Segmental Duplication Assembler (SDA)

Download:

git clone --recurse-submodules git://github.com/mvollger/SDA.git

Install:

The requirements for SDA are taken care of by two custom conda environments (sda-python-2 and sda-python-3). In order to run SDA, you must already have anaconda 3 installed on your system and you must be able to create conda environments.

Once that is done, modify env_conda.cfg so that it adds conda to your path.
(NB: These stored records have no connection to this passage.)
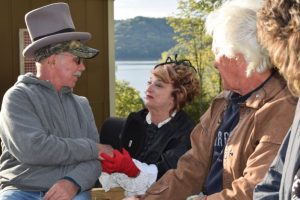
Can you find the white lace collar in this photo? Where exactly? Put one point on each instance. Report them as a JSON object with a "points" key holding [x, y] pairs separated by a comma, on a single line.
{"points": [[160, 124]]}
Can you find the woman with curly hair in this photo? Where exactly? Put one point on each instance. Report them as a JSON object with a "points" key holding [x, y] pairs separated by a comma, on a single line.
{"points": [[159, 134], [278, 25]]}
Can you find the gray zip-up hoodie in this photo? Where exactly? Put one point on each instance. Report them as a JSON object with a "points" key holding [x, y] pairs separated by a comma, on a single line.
{"points": [[46, 136]]}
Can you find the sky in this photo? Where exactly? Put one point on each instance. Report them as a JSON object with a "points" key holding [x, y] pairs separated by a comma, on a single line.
{"points": [[127, 9]]}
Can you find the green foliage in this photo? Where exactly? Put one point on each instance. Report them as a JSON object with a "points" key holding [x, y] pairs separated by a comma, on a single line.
{"points": [[195, 45], [142, 38], [127, 99]]}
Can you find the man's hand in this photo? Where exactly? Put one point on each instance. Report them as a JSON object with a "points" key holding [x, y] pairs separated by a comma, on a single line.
{"points": [[62, 190], [105, 148]]}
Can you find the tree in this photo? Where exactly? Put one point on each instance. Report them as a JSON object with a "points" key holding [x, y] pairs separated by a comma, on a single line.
{"points": [[195, 45], [127, 99]]}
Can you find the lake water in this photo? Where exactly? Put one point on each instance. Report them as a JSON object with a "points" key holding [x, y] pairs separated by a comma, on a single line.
{"points": [[135, 72]]}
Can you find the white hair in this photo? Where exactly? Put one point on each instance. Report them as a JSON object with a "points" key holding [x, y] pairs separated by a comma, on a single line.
{"points": [[233, 28]]}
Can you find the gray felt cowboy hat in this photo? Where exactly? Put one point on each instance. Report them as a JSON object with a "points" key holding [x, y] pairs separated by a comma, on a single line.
{"points": [[52, 24]]}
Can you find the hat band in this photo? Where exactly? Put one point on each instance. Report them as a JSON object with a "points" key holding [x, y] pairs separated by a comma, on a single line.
{"points": [[54, 33]]}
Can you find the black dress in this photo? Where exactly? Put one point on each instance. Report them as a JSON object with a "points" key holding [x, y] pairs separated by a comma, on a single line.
{"points": [[160, 146]]}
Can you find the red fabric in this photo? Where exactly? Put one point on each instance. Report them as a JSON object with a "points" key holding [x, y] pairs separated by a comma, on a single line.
{"points": [[121, 162]]}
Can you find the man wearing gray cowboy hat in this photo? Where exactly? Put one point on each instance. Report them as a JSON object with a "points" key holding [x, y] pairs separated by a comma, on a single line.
{"points": [[50, 142]]}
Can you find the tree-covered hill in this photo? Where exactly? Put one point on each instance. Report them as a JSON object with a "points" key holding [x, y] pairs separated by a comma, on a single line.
{"points": [[142, 38]]}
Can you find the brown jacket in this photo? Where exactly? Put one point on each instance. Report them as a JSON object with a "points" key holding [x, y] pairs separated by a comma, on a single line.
{"points": [[252, 145]]}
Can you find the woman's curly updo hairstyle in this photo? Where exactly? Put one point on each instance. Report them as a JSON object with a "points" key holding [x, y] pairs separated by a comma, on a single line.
{"points": [[183, 76]]}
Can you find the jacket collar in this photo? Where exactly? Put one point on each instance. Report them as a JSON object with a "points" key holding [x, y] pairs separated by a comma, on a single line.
{"points": [[270, 89]]}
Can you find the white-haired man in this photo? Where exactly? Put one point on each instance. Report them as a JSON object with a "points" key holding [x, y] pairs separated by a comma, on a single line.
{"points": [[49, 138], [238, 137]]}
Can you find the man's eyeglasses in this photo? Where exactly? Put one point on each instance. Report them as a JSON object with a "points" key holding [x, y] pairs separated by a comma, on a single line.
{"points": [[169, 60], [78, 60]]}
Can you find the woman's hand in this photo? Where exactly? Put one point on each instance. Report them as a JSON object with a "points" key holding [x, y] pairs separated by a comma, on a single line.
{"points": [[120, 162]]}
The CONDA_PATH variable must be set so that it points at you conda installation. Here is an example of what your env_conda.cfg might look like.

#!/bin/bash

export CONDA_PATH=/your/local/anaconda/install # e.g. /net/eichler/vol2/home/mvollger/anaconda3
export PATH=$CONDA_PATH/bin:$PATH

Once env_conda.cfg has been updated and the anaconda environment is in your path (e.g. source env_conda.cfg), the Makefile can be run with:

make

We suggest using gcc=8.1.0 because that is what we have used when installing SDA.

Run:

Required input files:

ref.fasta # collapsed representation of a segmental duplication
reads.orig.bam # reads aligning to the collapsed duplication. Note: if you want quiver/arrow error correction to happen these reads must be aligned using PacBio’s version of Blasr to preserve quality values. 
sda.config.json

The file sda.config.json must have four values set: MINCOV should be set to a depth value above the average depth of sequencing error, MAXCOV should be set to a value around the average read depth, MINTOTAL should be set to the minimum expected coverage for a collapsed duplication, and project should just be a string identifier for your project. Below is an example of what the file might look like:

{
	"MINCOV" : 27, # Minimum depth over a PSV for it to be considered
	"MAXCOV" : 54, # Maximum depth over a PSV for it to be considered
	"MINTOTAL" : 83, # Minimum total depth at a PSV position for it to be considered. 
	"project": "CHM1_V4" # a name for your project (no spaces).
}

If you want to run with oxford nanopore technolgies (ONT) data you should add the following to sda.config.json above the MINCOV line:

"ont" : "True",

Optional input:

If you are running SDA on a human genome you can provide additional files that will be used to compare your SDA results against.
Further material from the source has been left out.